Vitamin D is one of the most important vitamins for our body after we pass 40. Lack of it is a serious problem that has been related to heart disease, MS and breast cancer. Vitamin D is essential for the absorption of calcium in the body and can be found in fortified dairy products, fortified grains and cereal and some types of fish. It’s better to get the most vitamin D from the sun as the body isn’t able to absorb it from foods properly. However, if you’re not living in a sunny area, you should be getting about 600 IU (International Units) of vitamin D a day through a vitamin D3 supplement or the aforementioned foods.
Magnesium is another important mineral that can regulate blood pressure and is indispensable for anyone over the age of 40. Magnesium deficiency has been related to diabetes, heart disease and inflammation and it also helps the body absorb calcium. Magnesium also plays a role in the heart, nerve and muscle function and regulates the blood sugar levels as well. The mineral can be found in beans, soy, nuts, avocado and seeds or multivitamin supplements. Excess magnesium in the body is a rarity, but it may cause diarrhea, nausea or cramps.

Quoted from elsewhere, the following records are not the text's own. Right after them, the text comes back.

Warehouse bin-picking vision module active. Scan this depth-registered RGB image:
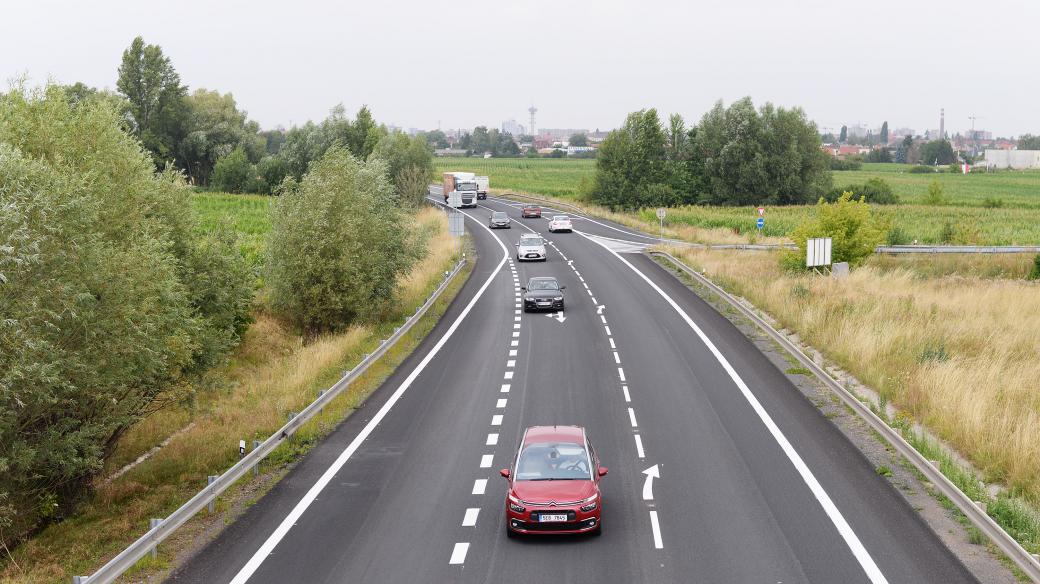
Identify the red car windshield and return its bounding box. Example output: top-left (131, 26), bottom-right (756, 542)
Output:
top-left (515, 443), bottom-right (592, 480)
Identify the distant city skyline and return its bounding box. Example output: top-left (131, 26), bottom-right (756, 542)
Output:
top-left (0, 0), bottom-right (1040, 136)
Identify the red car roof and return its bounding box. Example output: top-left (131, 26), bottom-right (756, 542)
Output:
top-left (523, 426), bottom-right (584, 446)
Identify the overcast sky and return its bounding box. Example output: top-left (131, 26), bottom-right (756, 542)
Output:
top-left (0, 0), bottom-right (1040, 135)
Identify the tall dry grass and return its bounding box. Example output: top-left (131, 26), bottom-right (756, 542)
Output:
top-left (670, 249), bottom-right (1040, 502)
top-left (0, 209), bottom-right (461, 583)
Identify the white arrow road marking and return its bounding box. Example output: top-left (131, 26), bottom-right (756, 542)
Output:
top-left (643, 464), bottom-right (660, 501)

Potassium is one of the most important minerals for our health. It plays a vital role in the maintenance of blood pressure regardless of age, and has been related to reduced risk of stroke in postmenopausal women. Studies have shown that increased potassium intake can reduce the risk of stroke, although the increased intake in the tests was 3.1 gr., which is far lower than the 4.7 gr. recommended per day. More than that can damage your gastrointestinal tract and heart and may be cause arrhythmia which can have fatal consequences. Potassium can be found in bananas, spinach, beans, lentils and sweet potatoes. If your doctor suggests potassium supplements, he\she should closely monitor your levels.
Although not technically a vitamin, omega-3 fatty acids have a spot on this list. Our body requires them after the age of 40 and lack of these compounds has been related to heart disease and cognitive decline. According to research, omega-3s can reduce blood pressure and cholesterol levels as well as the risk of heart disease. These compounds can keep your memory and brain sharp – a recent study showed that people with a high level of omega-3 fatty acids have healthier brains and better cognitive performance.
Omega-3s can be found in fish, nuts and leafy green vegetables, but they are best absorbed through a supplement. Experts recommend 500 mg. a day if you’re healthy; 800-1000 mg. if you’re suffering from heart disease and 2000-4000 if you have high triglyceride levels. If you’re unsure of the proper dosage, consult with your doctor.
Probiotics are essential for our gut and overall health after we turn 40. There’s a growing amount of evidence which suggests that probiotics can keep your gut healthy and reduce the risk of heart disease, diabetes and stroke, especially in women over 40. Probiotics can be found in fermented foods and dairy products, but it’s best to get them through a supplement. They are live bacteria which can be destroyed during the process of cooking, which is why supplements are the best choice.